Oregon high school shooting: ATF joins investigation, tracing gun history
Source: Portland Oregonian
Last year, the ATF traced 3,600 guns in Oregon, including 947 rifles. The agency also traced 35 derringers and 15 machine guns. Nationwide, ATF traced 336,000 guns connected to crimes, according to a report released Monday.
ATF maintains no database of gun owners. Instead, each gun has to be traced from scratch, which can turn into a laborious process. The process starts with a local police request to ATF's National Tracing Center in Virginia. The center first contacts the gun manufacturer, learning to which wholesaler the gun was sold. The wholesaler, in turn, will lead agents to the local retailer.
ATF Special Agent Brian Bennett, public information officer for ATF's division office in Seattle, said retailers are required to keep records of each gun sale, including their background checks done before sales are completed. "We will try our best to find that original purchaser," Bennett said. He said agents follow leads to contact every known buyer of a gun. With private sales, there often are no records, making tracing a challenge, Bennett said.

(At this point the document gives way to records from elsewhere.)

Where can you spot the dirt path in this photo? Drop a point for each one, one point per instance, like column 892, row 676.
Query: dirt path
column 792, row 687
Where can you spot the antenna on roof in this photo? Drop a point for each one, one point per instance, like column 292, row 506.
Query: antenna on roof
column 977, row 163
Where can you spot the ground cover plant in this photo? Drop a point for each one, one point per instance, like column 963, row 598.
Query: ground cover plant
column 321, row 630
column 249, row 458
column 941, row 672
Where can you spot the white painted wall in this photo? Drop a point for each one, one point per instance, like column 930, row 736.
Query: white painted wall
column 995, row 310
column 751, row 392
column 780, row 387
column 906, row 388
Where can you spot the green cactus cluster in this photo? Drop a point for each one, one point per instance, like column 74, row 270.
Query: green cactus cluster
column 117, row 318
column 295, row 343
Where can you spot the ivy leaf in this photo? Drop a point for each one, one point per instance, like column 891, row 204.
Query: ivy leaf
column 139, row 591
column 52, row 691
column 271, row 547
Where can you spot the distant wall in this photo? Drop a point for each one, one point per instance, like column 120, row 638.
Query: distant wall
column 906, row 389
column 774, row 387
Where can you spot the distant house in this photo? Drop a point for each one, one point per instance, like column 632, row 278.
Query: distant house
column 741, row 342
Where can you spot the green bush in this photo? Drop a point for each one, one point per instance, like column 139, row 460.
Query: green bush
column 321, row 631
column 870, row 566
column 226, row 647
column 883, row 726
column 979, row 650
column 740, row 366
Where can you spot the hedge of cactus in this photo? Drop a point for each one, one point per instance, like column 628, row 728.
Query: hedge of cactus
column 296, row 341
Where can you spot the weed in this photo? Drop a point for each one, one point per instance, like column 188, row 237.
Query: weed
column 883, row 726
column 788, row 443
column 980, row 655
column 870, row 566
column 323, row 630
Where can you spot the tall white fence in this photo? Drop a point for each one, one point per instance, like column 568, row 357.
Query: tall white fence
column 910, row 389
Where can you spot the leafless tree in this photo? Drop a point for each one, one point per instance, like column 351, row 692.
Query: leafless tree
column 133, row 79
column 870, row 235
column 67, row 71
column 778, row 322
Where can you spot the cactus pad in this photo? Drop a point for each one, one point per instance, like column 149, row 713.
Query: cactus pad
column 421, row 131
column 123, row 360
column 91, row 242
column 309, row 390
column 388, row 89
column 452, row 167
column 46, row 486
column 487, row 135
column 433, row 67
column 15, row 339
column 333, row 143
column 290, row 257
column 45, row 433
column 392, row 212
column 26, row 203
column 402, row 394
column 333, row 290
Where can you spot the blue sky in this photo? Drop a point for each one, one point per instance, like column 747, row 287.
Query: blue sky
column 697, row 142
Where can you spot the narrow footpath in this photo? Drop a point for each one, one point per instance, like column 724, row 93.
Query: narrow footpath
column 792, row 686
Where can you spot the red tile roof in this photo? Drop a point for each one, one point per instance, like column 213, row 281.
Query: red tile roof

Read more: http://www.oregonlive.com/gresham/index.ssf/2014/06/oregon_school_shooting_atf_joi.html
Interesting inside look at the process. Cars are much easier to trace than guns.
statementofgoods
(68 posts)It's when it gets into private sales that it can get almost impossible to trace
blueridge3210
(1,401 posts)and therefore must be licensed; licensing will indicate ownership. Most firearms remain in the residence and are not carried in public. If one were to compare ownership records of firearms to, say ATV's you would probably see the same lack of record keeping regarding ownership after the point of sale.
valerief
(53,235 posts)The bullet goes out the window to the public roadways. If the gun can do that, shouldn't it be licensed ALWAYS?
blueridge3210
(1,401 posts)ATV is operated on private property; exhaust goes out on the public roadway. Emissions requirements to not come into play there. You may wish to see all firearms registered; I do not, given the actions of a few states that use registration lists to attempt confiscation of firearms that were legal at time of registration but later made illegal by legislative action. The point of the OP was that cars were easier to trace; my response was to explain why cars were registered (public roadway operation) and guns (unless carried in public) were not.